Our findings highlight the importance of policies and programs that ensure youth have uninterrupted access to quality health care coverage, which includes coverage for programs that assist with viral load monitoring and medication adherence. These measures could go a long way to prevent episodes of treatment failure that may result in treatment resistance, disease progression, HIV transmission and AIDS diagnoses.
The Importance of Quality Health Care Coverage
While HIV clinicians play a key role in initiating ART and monitoring treatment, our efforts will only be successful insofar as our patients continue to have access to care. Recent attempts to dismantle the Affordable Care Act (ACA) could interfere with this access.

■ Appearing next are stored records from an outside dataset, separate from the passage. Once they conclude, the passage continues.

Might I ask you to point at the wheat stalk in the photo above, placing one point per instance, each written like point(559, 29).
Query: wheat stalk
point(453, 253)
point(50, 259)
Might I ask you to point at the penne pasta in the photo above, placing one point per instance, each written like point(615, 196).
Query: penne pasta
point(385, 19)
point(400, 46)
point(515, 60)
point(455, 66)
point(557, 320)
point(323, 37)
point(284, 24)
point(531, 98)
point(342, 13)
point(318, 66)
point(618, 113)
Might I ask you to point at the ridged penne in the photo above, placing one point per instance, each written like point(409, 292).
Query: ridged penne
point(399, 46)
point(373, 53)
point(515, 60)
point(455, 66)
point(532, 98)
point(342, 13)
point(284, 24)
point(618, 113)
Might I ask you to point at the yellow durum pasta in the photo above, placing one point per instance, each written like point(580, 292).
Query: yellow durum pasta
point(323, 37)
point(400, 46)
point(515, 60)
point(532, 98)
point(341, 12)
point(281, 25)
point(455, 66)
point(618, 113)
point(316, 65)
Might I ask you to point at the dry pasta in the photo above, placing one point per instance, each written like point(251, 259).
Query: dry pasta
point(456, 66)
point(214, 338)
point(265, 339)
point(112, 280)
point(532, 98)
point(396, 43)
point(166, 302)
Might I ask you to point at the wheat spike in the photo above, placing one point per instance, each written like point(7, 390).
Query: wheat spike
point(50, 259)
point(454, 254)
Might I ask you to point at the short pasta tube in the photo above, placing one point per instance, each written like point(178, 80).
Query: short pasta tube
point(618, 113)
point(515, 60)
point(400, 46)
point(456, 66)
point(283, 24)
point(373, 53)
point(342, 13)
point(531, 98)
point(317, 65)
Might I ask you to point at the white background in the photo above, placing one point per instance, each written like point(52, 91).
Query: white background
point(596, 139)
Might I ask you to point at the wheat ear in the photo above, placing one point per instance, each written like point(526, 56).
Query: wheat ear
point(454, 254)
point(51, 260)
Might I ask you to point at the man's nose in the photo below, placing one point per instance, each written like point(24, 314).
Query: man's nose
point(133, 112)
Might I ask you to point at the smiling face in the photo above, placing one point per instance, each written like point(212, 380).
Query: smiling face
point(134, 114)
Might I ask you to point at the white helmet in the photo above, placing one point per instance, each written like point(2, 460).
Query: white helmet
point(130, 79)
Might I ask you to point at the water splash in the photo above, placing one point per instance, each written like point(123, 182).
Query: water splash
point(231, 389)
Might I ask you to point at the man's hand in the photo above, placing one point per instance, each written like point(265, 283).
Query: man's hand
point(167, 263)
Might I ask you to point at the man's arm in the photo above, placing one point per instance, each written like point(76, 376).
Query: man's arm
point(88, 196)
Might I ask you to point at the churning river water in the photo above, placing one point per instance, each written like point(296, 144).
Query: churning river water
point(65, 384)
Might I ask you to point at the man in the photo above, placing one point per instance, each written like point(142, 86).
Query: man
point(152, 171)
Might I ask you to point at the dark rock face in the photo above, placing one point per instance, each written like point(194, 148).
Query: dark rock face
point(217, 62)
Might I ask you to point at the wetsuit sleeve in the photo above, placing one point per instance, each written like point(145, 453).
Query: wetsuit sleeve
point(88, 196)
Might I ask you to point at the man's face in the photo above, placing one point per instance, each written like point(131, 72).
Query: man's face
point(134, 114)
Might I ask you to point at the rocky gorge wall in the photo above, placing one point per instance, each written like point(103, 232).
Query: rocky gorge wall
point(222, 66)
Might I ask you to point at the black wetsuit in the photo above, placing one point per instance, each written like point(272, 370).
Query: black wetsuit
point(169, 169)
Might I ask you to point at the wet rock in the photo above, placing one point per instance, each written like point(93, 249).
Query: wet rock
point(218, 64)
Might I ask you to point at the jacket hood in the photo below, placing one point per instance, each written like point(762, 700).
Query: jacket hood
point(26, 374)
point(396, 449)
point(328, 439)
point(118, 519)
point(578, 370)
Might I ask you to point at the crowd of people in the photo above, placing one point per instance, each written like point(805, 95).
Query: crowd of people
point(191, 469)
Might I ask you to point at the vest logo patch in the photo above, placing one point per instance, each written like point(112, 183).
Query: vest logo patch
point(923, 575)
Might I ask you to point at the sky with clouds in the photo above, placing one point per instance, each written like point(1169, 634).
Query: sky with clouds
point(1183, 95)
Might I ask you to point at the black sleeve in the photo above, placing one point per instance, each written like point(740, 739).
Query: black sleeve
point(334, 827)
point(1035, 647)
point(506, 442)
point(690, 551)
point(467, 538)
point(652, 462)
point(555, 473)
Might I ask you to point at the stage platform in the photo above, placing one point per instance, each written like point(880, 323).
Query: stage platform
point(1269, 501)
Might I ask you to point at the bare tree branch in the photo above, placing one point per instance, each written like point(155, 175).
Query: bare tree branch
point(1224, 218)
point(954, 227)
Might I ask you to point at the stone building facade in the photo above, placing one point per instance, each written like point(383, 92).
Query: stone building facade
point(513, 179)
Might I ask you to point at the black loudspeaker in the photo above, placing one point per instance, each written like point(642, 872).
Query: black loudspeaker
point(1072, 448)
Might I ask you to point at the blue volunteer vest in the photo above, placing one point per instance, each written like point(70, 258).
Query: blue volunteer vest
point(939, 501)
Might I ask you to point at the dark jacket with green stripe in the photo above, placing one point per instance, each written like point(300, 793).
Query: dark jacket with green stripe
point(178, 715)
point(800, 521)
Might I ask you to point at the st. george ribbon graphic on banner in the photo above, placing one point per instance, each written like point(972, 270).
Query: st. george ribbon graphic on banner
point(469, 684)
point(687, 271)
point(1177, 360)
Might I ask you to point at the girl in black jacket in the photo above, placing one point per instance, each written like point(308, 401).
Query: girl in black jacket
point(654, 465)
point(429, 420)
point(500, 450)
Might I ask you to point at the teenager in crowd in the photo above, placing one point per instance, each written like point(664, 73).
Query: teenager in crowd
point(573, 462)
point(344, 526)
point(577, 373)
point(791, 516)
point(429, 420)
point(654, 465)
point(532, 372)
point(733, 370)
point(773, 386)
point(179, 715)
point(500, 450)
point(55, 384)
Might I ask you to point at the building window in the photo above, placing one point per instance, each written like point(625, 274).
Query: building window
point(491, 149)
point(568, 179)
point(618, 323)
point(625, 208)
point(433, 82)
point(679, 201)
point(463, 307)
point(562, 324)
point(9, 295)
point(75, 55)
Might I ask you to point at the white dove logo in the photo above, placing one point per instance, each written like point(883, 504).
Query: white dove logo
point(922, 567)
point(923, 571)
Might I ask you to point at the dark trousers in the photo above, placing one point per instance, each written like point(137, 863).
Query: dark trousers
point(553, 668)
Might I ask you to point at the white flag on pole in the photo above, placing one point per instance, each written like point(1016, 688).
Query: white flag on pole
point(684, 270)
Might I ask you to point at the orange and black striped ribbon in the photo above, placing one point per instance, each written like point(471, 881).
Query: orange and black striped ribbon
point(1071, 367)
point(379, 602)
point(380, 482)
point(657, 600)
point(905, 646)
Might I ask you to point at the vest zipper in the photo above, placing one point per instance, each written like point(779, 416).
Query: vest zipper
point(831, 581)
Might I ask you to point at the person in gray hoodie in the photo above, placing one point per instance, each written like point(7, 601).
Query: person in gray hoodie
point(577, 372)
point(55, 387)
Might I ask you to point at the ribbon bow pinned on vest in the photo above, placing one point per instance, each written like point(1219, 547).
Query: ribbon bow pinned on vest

For people living with HIV, the ACA increased access to insurance by expanding Medicaid in key states, offering low-cost plans through the health insurance exchanges, and eliminating pre-existing condition exclusions. While attempts to repeal the ACA have failed thus far, the increased access to care that the ACA allowed for may still be compromised under a new set of proposals – including the White House’s plan to eliminate cost-sharing reductions to insurance companies, the executive order allowing increased access to poorly regulated association plans and short-term insurance, and a tax bill that could eliminate the individual mandate requiring people to obtain insurance – that could alter pieces of the health law that these youth rely on for quality care. These changes could also lead to sharp cost increases for people living with HIV who access insurance through the marketplace.
Furthermore, if threatened Medicaid funding cuts or dramatic changes to what Medicaid covers become reality, it could pose even greater harm to my patients considering the program covers more than 40 percent of people living with HIV.
Even with the safety net of the Ryan White HIV/AIDS Program, which provides access to HIV care and antiretroviral medication for hundreds of thousands of low-income people every year, cuts to Medicaid could be catastrophic to youth at risk for or living with HIV. If a substantial number of people living with HIV were to lose insurance coverage, the flat levels of funding currently allocated to Ryan White could be exhausted by the growing number of uninsured individuals.
As an adolescent HIV physician, writing the prescription for Percy’s antiretroviral medication will be the easy part. Especially on this World AIDS Day, the real challenge lies in working toward the goal of universal access to care for our most vulnerable patients. Without systems to ensure that every individual, particularly youth, living with HIV has uninterrupted access to care and ART, our grasp on ending the epidemic will be elusive.
*Name has been changed to protect patient privacy
Nadia Dowshen contributed to editing this piece.